Multi-output regression is a machine learning task where we need to predict multiple outputs from a single set of inputs.
Imagine you’re a financial analyst at an investment firm.
Your job is to predict the future performance of various stocks to guide investment decisions.
For each stock, you want to predict several outputs such as the expected return, the volatility (risk), and the correlation with other stocks or market indices.
These outputs are all interrelated and depend on a common set of inputs such as the company’s financial health, market conditions, economic indicators, and so on.
In this case, you could use a multi-output regression model.
The model would take in all the relevant financial data and output the expected return, volatility, and correlation for each stock.

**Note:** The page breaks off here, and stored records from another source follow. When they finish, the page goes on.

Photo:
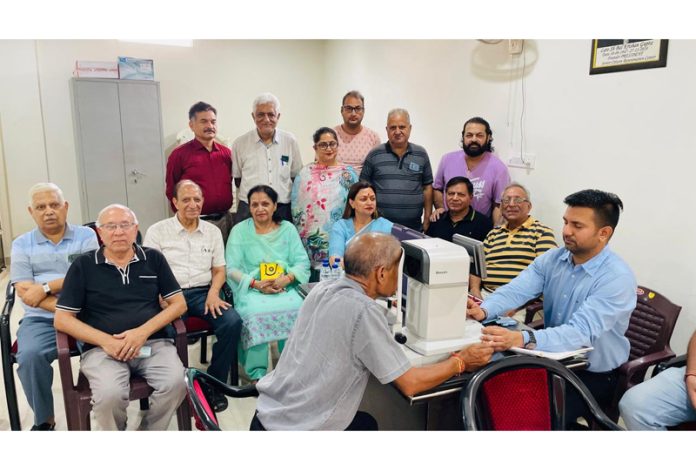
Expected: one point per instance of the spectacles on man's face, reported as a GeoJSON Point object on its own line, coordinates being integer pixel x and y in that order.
{"type": "Point", "coordinates": [112, 227]}
{"type": "Point", "coordinates": [353, 109]}
{"type": "Point", "coordinates": [327, 145]}
{"type": "Point", "coordinates": [513, 200]}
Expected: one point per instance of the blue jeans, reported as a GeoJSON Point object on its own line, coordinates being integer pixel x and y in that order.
{"type": "Point", "coordinates": [227, 329]}
{"type": "Point", "coordinates": [657, 403]}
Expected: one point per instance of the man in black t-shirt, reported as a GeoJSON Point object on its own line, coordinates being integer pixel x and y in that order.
{"type": "Point", "coordinates": [110, 301]}
{"type": "Point", "coordinates": [460, 217]}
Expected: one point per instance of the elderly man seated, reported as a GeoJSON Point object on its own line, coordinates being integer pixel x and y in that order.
{"type": "Point", "coordinates": [512, 246]}
{"type": "Point", "coordinates": [110, 301]}
{"type": "Point", "coordinates": [341, 337]}
{"type": "Point", "coordinates": [40, 259]}
{"type": "Point", "coordinates": [193, 248]}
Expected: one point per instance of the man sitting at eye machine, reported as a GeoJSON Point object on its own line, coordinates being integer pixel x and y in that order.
{"type": "Point", "coordinates": [589, 294]}
{"type": "Point", "coordinates": [340, 337]}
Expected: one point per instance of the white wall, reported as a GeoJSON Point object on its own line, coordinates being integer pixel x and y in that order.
{"type": "Point", "coordinates": [629, 133]}
{"type": "Point", "coordinates": [36, 114]}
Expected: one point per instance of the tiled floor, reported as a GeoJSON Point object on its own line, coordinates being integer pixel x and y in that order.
{"type": "Point", "coordinates": [236, 417]}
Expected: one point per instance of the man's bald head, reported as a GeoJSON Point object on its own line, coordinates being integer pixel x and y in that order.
{"type": "Point", "coordinates": [369, 251]}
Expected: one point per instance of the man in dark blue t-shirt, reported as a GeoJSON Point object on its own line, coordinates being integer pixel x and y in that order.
{"type": "Point", "coordinates": [110, 301]}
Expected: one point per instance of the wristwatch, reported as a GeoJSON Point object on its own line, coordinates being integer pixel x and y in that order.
{"type": "Point", "coordinates": [531, 344]}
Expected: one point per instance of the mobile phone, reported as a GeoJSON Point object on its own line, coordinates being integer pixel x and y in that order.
{"type": "Point", "coordinates": [145, 351]}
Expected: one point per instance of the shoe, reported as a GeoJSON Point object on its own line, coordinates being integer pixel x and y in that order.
{"type": "Point", "coordinates": [44, 427]}
{"type": "Point", "coordinates": [217, 400]}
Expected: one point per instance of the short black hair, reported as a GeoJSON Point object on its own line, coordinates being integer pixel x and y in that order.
{"type": "Point", "coordinates": [199, 108]}
{"type": "Point", "coordinates": [606, 206]}
{"type": "Point", "coordinates": [489, 132]}
{"type": "Point", "coordinates": [271, 193]}
{"type": "Point", "coordinates": [460, 180]}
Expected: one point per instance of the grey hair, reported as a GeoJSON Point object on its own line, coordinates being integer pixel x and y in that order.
{"type": "Point", "coordinates": [115, 206]}
{"type": "Point", "coordinates": [266, 98]}
{"type": "Point", "coordinates": [400, 111]}
{"type": "Point", "coordinates": [515, 184]}
{"type": "Point", "coordinates": [44, 188]}
{"type": "Point", "coordinates": [368, 251]}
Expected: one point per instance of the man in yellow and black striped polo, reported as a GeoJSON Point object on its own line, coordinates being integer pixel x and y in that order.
{"type": "Point", "coordinates": [512, 246]}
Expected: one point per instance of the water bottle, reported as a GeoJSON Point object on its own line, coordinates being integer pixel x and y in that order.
{"type": "Point", "coordinates": [336, 271]}
{"type": "Point", "coordinates": [325, 272]}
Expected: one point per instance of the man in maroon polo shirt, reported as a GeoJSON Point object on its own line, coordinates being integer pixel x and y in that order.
{"type": "Point", "coordinates": [208, 164]}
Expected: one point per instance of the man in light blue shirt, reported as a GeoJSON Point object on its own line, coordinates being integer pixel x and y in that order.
{"type": "Point", "coordinates": [589, 295]}
{"type": "Point", "coordinates": [40, 259]}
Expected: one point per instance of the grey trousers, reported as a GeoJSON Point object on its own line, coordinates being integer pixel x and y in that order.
{"type": "Point", "coordinates": [36, 342]}
{"type": "Point", "coordinates": [109, 381]}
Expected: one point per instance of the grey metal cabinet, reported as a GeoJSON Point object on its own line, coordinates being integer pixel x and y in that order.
{"type": "Point", "coordinates": [118, 132]}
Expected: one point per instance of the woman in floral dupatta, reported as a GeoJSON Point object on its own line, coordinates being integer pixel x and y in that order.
{"type": "Point", "coordinates": [265, 263]}
{"type": "Point", "coordinates": [319, 195]}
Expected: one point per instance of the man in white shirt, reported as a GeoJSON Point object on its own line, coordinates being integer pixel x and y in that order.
{"type": "Point", "coordinates": [265, 155]}
{"type": "Point", "coordinates": [194, 250]}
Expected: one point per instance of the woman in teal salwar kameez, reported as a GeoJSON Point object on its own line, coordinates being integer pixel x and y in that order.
{"type": "Point", "coordinates": [268, 305]}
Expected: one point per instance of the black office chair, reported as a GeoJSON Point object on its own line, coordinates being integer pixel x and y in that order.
{"type": "Point", "coordinates": [525, 393]}
{"type": "Point", "coordinates": [198, 384]}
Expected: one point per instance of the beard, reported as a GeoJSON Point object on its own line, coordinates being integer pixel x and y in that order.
{"type": "Point", "coordinates": [474, 149]}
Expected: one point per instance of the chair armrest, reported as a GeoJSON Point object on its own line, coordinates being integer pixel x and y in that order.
{"type": "Point", "coordinates": [180, 341]}
{"type": "Point", "coordinates": [678, 361]}
{"type": "Point", "coordinates": [64, 364]}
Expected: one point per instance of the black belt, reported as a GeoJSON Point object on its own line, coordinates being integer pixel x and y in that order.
{"type": "Point", "coordinates": [213, 216]}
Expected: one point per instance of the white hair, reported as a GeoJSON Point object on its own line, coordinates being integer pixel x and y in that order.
{"type": "Point", "coordinates": [401, 112]}
{"type": "Point", "coordinates": [44, 188]}
{"type": "Point", "coordinates": [515, 184]}
{"type": "Point", "coordinates": [115, 206]}
{"type": "Point", "coordinates": [266, 98]}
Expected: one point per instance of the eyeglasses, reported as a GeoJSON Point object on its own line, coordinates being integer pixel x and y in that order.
{"type": "Point", "coordinates": [112, 227]}
{"type": "Point", "coordinates": [327, 145]}
{"type": "Point", "coordinates": [517, 200]}
{"type": "Point", "coordinates": [353, 109]}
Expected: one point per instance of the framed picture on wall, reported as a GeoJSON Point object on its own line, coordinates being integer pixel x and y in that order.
{"type": "Point", "coordinates": [620, 55]}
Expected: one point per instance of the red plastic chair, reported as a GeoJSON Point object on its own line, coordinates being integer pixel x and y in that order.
{"type": "Point", "coordinates": [525, 393]}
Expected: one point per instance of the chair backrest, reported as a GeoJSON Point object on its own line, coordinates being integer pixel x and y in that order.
{"type": "Point", "coordinates": [652, 323]}
{"type": "Point", "coordinates": [524, 393]}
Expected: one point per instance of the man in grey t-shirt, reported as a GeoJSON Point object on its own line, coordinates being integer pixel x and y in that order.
{"type": "Point", "coordinates": [340, 337]}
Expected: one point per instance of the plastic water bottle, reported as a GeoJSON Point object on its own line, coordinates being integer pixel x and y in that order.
{"type": "Point", "coordinates": [336, 271]}
{"type": "Point", "coordinates": [325, 272]}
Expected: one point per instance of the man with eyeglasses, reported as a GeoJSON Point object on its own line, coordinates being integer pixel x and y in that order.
{"type": "Point", "coordinates": [206, 162]}
{"type": "Point", "coordinates": [460, 217]}
{"type": "Point", "coordinates": [111, 303]}
{"type": "Point", "coordinates": [265, 155]}
{"type": "Point", "coordinates": [355, 139]}
{"type": "Point", "coordinates": [194, 250]}
{"type": "Point", "coordinates": [40, 259]}
{"type": "Point", "coordinates": [476, 161]}
{"type": "Point", "coordinates": [401, 173]}
{"type": "Point", "coordinates": [512, 246]}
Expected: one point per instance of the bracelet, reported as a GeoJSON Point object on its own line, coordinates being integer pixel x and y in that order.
{"type": "Point", "coordinates": [460, 363]}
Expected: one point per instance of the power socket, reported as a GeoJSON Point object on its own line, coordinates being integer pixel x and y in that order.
{"type": "Point", "coordinates": [526, 161]}
{"type": "Point", "coordinates": [515, 46]}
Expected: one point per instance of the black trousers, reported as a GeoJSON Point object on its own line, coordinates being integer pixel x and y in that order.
{"type": "Point", "coordinates": [361, 422]}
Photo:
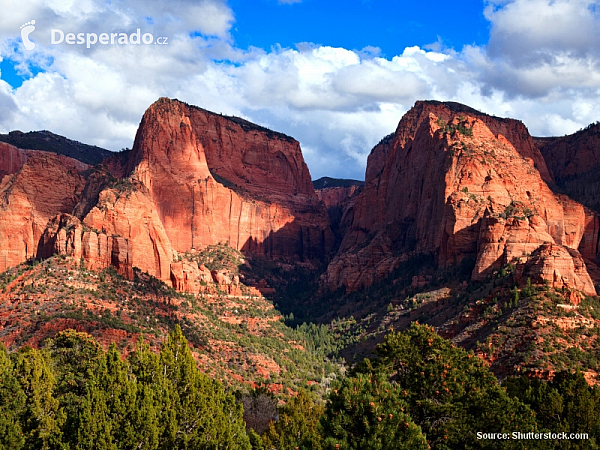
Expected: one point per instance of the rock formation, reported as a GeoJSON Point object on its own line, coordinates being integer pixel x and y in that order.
{"type": "Point", "coordinates": [66, 235]}
{"type": "Point", "coordinates": [193, 178]}
{"type": "Point", "coordinates": [458, 184]}
{"type": "Point", "coordinates": [220, 179]}
{"type": "Point", "coordinates": [34, 188]}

In this tutorial, we’re going to explore how to use XGBoost, a powerful machine learning library, to tackle this modeling problem.
I’ll walk you through the process step by step, from installing XGBoost and loading your data, to training your model and evaluating its performance.
By the end of this tutorial, you’ll have a clear understanding of how to handle multi-output regression with XGBoost.
So, let’s dive in and start learning together!
Installing XGBoost In Python
Before we can start using XGBoost, we need to install it.
XGBoost can be installed using pip, which is a package manager for Python.
To install it, you can use the following command in your terminal:
pip install xgboost
If you are using a Jupyter Notebook, you can run this command in a code cell by prefixing it with an exclamation mark:
!pip install xgboost
You can do it using conda and mamba too:
conda install -c conda-forge xgboost
mamba install -c conda-forge xgboost
After running this command, XGBoost should be installed and ready to use.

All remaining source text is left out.